Quanstrom highlighted the role of technology in managing and analyzing large volumes of data related to these risks. Modern tools such as threat intelligence platforms and risk management software offer robust capabilities for analyzing and managing large volumes of data related to identified risks. These technologies enable organizations to efficiently gather and assess information from various sources, facilitating proactive monitoring and mitigation strategies. By leveraging such tools, businesses can enhance their ability to identify emerging threats, allocate resources effectively, and maintain comprehensive documentation of risk management efforts. This systematic approach supports informed decision-making and fosters a culture of continuous improvement in organizational resilience.

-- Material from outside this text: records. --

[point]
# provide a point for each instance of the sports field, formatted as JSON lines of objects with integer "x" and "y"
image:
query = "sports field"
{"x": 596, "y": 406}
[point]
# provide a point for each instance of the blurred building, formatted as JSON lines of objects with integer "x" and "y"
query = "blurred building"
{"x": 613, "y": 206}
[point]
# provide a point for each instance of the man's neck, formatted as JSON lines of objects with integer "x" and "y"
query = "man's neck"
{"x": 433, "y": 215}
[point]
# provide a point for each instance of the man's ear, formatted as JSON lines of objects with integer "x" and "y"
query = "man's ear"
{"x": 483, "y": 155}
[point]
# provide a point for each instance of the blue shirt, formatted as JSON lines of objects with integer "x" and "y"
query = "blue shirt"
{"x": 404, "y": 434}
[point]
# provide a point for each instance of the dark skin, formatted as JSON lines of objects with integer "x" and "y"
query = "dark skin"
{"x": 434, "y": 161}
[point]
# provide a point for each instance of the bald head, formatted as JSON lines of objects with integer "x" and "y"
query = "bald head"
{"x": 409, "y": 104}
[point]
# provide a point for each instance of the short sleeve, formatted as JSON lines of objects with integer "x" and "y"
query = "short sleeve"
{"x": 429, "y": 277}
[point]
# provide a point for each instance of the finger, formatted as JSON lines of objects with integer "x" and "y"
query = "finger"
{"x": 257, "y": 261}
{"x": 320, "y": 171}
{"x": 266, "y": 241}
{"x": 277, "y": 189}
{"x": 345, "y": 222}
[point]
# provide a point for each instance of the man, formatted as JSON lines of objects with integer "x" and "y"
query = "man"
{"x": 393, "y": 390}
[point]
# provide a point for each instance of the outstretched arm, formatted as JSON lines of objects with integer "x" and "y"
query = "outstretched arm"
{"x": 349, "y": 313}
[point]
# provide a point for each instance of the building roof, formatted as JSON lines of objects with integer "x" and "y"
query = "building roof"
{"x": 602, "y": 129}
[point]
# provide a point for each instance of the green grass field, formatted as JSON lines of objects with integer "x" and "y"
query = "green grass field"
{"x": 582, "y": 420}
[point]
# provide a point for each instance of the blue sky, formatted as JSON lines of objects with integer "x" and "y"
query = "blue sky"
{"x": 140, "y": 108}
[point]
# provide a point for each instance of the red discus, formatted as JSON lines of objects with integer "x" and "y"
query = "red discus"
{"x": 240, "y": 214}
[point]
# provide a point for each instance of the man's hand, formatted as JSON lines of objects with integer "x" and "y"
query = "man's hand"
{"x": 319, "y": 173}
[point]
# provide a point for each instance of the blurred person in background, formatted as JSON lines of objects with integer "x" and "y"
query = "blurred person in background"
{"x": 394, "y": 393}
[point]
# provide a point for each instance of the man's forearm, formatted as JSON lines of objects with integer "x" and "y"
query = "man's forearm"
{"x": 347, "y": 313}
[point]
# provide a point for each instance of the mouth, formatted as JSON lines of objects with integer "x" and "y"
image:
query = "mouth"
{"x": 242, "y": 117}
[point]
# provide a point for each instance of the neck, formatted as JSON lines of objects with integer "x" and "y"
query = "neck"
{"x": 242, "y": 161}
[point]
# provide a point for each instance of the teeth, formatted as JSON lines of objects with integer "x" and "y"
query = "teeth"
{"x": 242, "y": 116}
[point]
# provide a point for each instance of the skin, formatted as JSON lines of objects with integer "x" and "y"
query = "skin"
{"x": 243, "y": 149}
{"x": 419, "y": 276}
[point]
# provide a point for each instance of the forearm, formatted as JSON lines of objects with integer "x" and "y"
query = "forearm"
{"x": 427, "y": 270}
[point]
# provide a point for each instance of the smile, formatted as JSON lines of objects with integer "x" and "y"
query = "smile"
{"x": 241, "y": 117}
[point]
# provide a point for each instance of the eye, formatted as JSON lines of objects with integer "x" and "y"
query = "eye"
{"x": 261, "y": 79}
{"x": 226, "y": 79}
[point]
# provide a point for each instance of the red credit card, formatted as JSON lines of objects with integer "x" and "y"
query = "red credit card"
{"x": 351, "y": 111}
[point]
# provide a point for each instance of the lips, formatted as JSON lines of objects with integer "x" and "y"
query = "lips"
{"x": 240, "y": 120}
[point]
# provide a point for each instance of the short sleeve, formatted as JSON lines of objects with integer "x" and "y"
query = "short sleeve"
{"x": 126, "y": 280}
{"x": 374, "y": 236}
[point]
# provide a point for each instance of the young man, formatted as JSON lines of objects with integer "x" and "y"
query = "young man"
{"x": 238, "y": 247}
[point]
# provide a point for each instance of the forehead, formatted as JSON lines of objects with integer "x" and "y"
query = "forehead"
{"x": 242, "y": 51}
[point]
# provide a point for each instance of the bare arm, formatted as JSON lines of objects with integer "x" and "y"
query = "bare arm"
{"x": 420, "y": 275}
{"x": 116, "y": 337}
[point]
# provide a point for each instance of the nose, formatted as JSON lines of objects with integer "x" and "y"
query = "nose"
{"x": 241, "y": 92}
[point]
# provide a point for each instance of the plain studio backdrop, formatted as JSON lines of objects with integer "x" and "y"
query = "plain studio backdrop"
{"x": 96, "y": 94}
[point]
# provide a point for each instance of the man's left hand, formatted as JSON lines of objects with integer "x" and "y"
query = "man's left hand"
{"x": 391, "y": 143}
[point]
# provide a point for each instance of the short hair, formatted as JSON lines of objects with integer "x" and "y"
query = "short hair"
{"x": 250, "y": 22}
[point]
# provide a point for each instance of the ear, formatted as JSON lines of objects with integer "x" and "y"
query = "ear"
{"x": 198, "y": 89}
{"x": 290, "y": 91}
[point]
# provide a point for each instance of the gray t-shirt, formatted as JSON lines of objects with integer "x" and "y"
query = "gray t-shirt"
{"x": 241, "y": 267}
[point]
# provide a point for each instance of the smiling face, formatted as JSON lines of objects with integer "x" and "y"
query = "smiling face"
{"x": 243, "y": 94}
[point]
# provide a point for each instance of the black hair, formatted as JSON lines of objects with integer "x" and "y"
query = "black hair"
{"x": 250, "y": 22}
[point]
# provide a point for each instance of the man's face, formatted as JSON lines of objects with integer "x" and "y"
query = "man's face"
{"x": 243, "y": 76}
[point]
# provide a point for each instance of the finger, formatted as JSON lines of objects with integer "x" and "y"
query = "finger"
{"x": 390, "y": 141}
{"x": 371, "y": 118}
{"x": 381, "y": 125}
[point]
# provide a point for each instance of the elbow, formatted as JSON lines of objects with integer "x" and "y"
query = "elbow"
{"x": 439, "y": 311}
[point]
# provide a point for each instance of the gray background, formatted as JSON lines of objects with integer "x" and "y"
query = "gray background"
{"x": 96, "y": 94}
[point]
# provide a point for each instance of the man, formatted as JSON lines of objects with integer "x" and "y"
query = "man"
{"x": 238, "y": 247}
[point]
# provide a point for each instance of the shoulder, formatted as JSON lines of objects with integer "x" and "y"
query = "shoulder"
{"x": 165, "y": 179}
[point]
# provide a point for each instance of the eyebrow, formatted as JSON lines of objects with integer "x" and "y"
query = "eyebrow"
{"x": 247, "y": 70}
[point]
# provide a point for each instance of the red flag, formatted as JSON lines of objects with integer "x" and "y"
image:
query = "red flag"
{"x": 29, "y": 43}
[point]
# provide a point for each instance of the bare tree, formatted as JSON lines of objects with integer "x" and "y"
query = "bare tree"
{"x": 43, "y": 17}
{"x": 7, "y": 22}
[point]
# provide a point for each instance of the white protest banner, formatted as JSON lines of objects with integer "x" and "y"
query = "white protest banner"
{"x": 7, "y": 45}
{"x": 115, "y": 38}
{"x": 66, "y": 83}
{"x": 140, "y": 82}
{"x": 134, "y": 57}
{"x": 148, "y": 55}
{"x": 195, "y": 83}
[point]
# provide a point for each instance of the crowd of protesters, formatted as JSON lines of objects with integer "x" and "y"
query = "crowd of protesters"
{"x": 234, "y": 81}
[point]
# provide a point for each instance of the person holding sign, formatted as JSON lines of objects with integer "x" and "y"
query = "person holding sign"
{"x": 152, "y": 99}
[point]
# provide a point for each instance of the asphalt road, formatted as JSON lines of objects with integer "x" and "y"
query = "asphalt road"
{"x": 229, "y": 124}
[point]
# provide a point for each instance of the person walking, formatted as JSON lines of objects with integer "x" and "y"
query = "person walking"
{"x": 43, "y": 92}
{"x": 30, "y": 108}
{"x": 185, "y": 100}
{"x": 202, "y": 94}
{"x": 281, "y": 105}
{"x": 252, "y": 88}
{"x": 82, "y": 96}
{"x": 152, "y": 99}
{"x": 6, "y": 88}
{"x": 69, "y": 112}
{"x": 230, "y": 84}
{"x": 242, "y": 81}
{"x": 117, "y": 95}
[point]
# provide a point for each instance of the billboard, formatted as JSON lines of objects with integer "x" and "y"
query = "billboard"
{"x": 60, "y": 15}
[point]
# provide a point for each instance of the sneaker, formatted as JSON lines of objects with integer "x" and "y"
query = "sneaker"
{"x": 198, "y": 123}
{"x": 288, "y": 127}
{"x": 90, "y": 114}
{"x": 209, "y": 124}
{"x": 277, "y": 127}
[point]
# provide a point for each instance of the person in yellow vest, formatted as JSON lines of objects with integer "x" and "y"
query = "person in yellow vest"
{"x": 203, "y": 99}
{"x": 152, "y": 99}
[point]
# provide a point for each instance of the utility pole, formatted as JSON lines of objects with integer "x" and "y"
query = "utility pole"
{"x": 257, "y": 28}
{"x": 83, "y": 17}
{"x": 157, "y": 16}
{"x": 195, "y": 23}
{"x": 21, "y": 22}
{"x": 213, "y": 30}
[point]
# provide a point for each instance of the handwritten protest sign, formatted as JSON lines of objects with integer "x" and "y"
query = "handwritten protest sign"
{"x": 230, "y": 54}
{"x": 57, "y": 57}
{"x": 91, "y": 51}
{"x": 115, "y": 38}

Develop an accompanying response plan

The primary objective of a risk register is to systematically track various risks across an organization or project. However, it also serves as a foundational tool for creating proactive risk response strategies.

Each risk identified in the register, whether it pertains to team members, risk management processes, or specific events such as security risks or market fluctuations, requires a meticulously tailored response plan. These plans delineate both qualitative and quantitative approaches to mitigate potential impacts. For instance, qualitative strategies may involve enhancing team training or implementing stricter access controls, while quantitative measures could include allocating additional resources to address the potential threat.

Assigning risk owners responsible for overseeing these response actions is critical for accountability and timely implementation. This ensures that actions are well coordinated and aligned with organizational goals.